Cava had also sustained injuries to his legs and back, injuries serious enough to send him back to the United States and eventually discharged him.

            More than thirty years after his discharge, Cava can't always relate the depth of disappointment he felt back then, how depressed he was, not just about his misfortune, but about how little support he felt by the public, blaming the government and lack of patriotism for a good part of his depression.

            "For many hours and for many days and weeks, I would sit in church unfeeling yet searching," he says. "I tried to find myself."

            Cava says he prayed for answers, even as he wandered through a variety of careers, volunteering to serve at veteran's hospitals, mental facilities and hospices.
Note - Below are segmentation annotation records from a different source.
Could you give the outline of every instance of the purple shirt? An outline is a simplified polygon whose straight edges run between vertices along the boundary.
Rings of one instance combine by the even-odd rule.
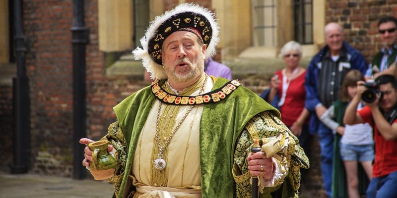
[[[232,71],[230,68],[227,66],[212,60],[211,58],[208,58],[205,61],[204,70],[208,75],[232,80]]]

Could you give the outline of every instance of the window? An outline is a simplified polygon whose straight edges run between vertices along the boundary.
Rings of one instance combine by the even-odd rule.
[[[295,40],[301,44],[313,43],[312,0],[294,0]]]
[[[149,26],[149,1],[134,0],[133,5],[133,41],[135,47],[141,47],[139,39],[143,36]]]
[[[275,0],[252,0],[255,47],[276,45]]]

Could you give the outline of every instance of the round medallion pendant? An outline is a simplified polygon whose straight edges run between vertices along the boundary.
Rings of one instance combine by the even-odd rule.
[[[158,170],[163,170],[165,168],[165,160],[163,158],[159,158],[154,160],[154,166]]]

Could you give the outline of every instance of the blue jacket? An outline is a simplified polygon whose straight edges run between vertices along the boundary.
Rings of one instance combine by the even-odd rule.
[[[342,50],[346,50],[347,56],[349,57],[349,62],[350,63],[351,69],[357,69],[364,75],[368,66],[361,53],[345,42],[343,42],[342,49]],[[324,54],[329,50],[328,46],[320,50],[320,51],[312,59],[307,68],[306,76],[305,79],[305,89],[306,91],[305,106],[311,112],[314,112],[316,106],[321,103],[319,99],[317,92],[317,82],[319,80],[320,70],[318,64],[323,60]],[[317,127],[320,122],[316,113],[312,113],[309,125],[311,134],[314,134],[317,132]]]

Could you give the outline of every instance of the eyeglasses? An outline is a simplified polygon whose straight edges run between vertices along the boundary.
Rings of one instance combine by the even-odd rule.
[[[396,28],[388,29],[387,30],[379,30],[379,33],[382,34],[385,34],[385,33],[387,31],[389,33],[391,33],[392,32],[394,32],[394,31],[395,31],[396,30]]]
[[[285,57],[286,58],[288,58],[288,57],[291,56],[294,56],[295,57],[296,57],[299,56],[299,54],[298,54],[297,53],[291,53],[291,54],[285,54],[285,55],[284,55],[284,57]]]

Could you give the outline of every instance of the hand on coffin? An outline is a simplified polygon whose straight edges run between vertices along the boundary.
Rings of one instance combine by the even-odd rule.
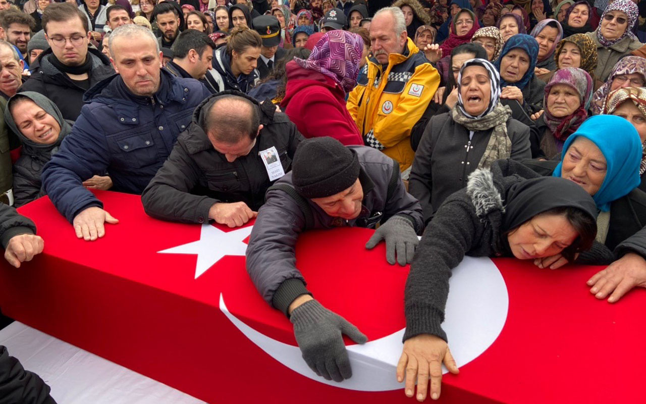
[[[404,350],[397,363],[397,381],[406,378],[404,393],[413,397],[415,381],[417,382],[417,401],[426,399],[428,380],[431,380],[431,398],[440,397],[442,385],[442,363],[451,373],[460,372],[455,360],[451,355],[448,345],[439,337],[421,334],[409,338],[404,343]]]
[[[386,240],[386,260],[394,265],[397,253],[397,263],[402,266],[413,261],[415,250],[419,244],[410,220],[401,216],[393,216],[379,226],[366,243],[366,248],[373,248],[382,240]]]
[[[9,239],[5,250],[5,259],[16,268],[20,263],[30,261],[36,254],[43,252],[42,237],[33,234],[21,234]]]
[[[81,211],[81,213],[74,217],[72,225],[76,237],[83,239],[86,241],[94,241],[98,237],[105,235],[104,223],[107,222],[112,224],[119,222],[119,220],[112,215],[98,206],[92,206]]]
[[[359,328],[311,298],[291,312],[289,321],[303,359],[315,373],[335,381],[352,376],[342,334],[365,343],[368,337]]]
[[[230,228],[240,227],[256,217],[258,212],[252,211],[243,202],[231,204],[214,204],[209,209],[209,218]]]
[[[635,286],[646,288],[646,260],[628,253],[596,273],[587,284],[595,297],[605,299],[610,294],[608,302],[614,303]]]

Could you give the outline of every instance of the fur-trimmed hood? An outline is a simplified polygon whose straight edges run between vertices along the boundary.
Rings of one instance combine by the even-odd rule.
[[[424,10],[424,7],[417,0],[397,0],[393,3],[391,6],[401,8],[402,6],[410,6],[413,9],[413,14],[415,14],[415,16],[424,23],[424,25],[431,24],[431,16]]]
[[[469,175],[466,195],[475,207],[475,214],[483,218],[492,212],[505,213],[503,197],[494,184],[494,175],[488,169],[478,169]]]

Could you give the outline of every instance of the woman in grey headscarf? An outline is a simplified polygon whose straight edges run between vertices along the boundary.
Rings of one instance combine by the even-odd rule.
[[[44,195],[41,191],[43,167],[72,131],[74,122],[63,119],[52,100],[33,91],[19,92],[9,100],[5,120],[23,145],[21,156],[14,165],[14,203],[20,206]],[[95,176],[83,184],[107,189],[112,181]]]

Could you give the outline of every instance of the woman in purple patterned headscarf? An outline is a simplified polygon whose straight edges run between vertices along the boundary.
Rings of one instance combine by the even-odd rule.
[[[363,47],[359,35],[335,30],[318,40],[307,59],[295,58],[287,64],[280,108],[306,138],[329,136],[346,145],[363,144],[346,108],[346,94],[357,84]]]
[[[646,59],[626,56],[617,62],[606,81],[592,98],[590,111],[594,115],[601,113],[606,98],[611,92],[621,87],[643,87],[646,85]]]

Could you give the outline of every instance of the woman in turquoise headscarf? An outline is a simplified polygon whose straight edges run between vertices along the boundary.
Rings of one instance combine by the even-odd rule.
[[[598,299],[610,295],[610,303],[634,286],[646,287],[646,193],[638,188],[641,144],[634,127],[622,119],[597,115],[587,120],[565,141],[563,159],[552,173],[580,185],[597,205],[596,240],[618,259],[593,276],[588,286]],[[526,165],[549,175],[554,162],[532,160]],[[566,262],[556,255],[535,263],[555,269]]]

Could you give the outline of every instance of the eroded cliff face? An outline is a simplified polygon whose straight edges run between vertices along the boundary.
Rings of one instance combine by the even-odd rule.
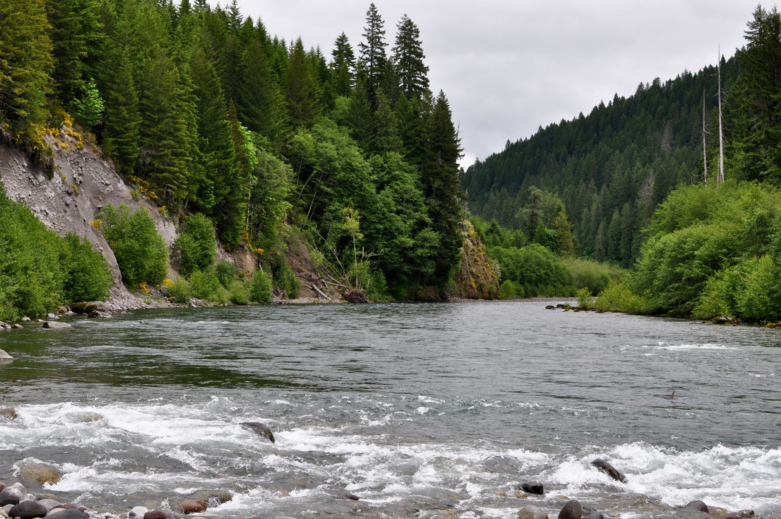
[[[462,234],[461,270],[455,282],[461,297],[469,299],[493,299],[499,295],[499,273],[488,257],[486,248],[472,224],[464,220]]]
[[[47,136],[46,140],[54,150],[52,180],[47,171],[33,166],[27,153],[0,145],[0,181],[9,198],[27,204],[41,221],[59,234],[71,232],[87,237],[114,274],[109,302],[124,308],[148,306],[125,288],[113,252],[91,222],[108,204],[123,203],[134,210],[144,206],[169,245],[177,237],[176,225],[143,198],[134,199],[113,164],[75,132],[63,130],[59,135]]]

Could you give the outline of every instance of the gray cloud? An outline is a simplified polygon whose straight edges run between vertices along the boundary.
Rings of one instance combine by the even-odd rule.
[[[224,3],[224,0],[223,3]],[[368,0],[238,0],[269,31],[329,55],[361,40]],[[419,27],[432,89],[460,123],[464,165],[639,83],[715,63],[743,45],[756,0],[375,0],[392,41],[404,13]]]

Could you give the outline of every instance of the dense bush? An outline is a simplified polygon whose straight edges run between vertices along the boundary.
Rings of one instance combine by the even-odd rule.
[[[103,299],[112,277],[86,240],[61,238],[0,184],[0,319],[35,317],[64,303]]]
[[[271,301],[271,279],[266,272],[258,270],[248,282],[249,299],[253,302]]]
[[[572,295],[575,292],[572,274],[559,256],[539,244],[487,250],[499,263],[502,283],[513,281],[522,297]]]
[[[125,285],[162,282],[168,270],[168,249],[145,207],[134,212],[125,204],[119,208],[109,204],[95,219],[114,251]]]
[[[200,213],[188,217],[184,230],[173,242],[173,253],[179,271],[189,276],[203,270],[214,263],[217,240],[214,225]]]
[[[602,292],[611,281],[620,281],[626,274],[619,267],[593,260],[567,259],[564,264],[569,269],[575,288],[588,288],[593,295]]]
            "I studied voice with four vocal teachers in New York City and New Jersey in pursuit of a singing career," he says. Then he studied acting, psychology, even hotel restaurant management.

            "Like a pendulum, I went back and forth from singing and acting career to college and a degree," he says.

            Years went by, and he continued to pray. Then in the early 1990s – as if an answer to his prayers – he decided to establish a program he called "Operation Red, White and Blue," a tour of public spaces from schools to official veterans' ceremonies that would re-educate Americans to values he still considered scared.

            Cava developed a series of five programs, each addressing a different level of student from kindergarten children to adults, each more sophisticated than the previous lecture, but all emphasizing themes he said he felt strongly enough about to sing over and shout out.

            "I want to help these kids develop good character, and that means caring about themselves, their neighbors and their country," Cava says.